What Is Marital Property?

When going through a divorce, one of the most complicated steps can be the separation of property. For divorces that raise equitable distribution claims, the court will want to know what marital property exists so the property can be split between the parties. Before any property can be distributed, the first step is to decide what marital property exists.

In Pennsylvania, marital property has been defined to include all property acquired by either party during the marriage. Martial property can also include the increase in value of any non-marital property that was acquired prior to the marriage or any gift received. For example, if one party bought some property before getting married, then that property is not marital property as it was acquired before the marriage. However, if that property was worth $1000 on the date of marriage, and $2000 at the time of separation, then the increase in value of $1000 may be considered marital property that must be divided during the divorce.

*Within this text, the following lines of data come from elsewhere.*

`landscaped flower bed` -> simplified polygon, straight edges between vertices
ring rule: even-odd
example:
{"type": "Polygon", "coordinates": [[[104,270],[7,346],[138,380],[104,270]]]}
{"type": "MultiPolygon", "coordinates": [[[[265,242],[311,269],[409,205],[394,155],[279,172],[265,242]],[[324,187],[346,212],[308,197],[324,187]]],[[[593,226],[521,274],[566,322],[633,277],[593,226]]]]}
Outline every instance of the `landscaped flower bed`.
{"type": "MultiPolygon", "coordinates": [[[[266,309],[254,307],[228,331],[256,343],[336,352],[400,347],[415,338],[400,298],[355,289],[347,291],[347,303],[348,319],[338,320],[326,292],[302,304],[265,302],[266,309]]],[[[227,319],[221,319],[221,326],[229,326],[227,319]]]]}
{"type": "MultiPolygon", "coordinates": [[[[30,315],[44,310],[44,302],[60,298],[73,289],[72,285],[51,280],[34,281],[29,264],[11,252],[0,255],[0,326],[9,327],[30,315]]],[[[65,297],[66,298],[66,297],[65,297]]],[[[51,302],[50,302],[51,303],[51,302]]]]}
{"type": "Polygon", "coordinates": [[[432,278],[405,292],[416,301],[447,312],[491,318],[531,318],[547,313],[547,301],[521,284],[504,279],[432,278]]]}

Pennsylvania also has a list of property that is considered non-marital by nature. Non-marital property can include any property acquired prior to the marriage, any gift given to one spouse by a third party, and any property excluded by operation of a prenuptial or postnuptial agreement. Also, property acquired after the date of separation is not considered marital property as long as it was not exchanged for marital assets. Some veteran benefits may also be excluded from the marital property pool. Also, any payment received as a result of an award or settlement for a claim that occurred prior to marriage or after the date of separation will be considered non-marital.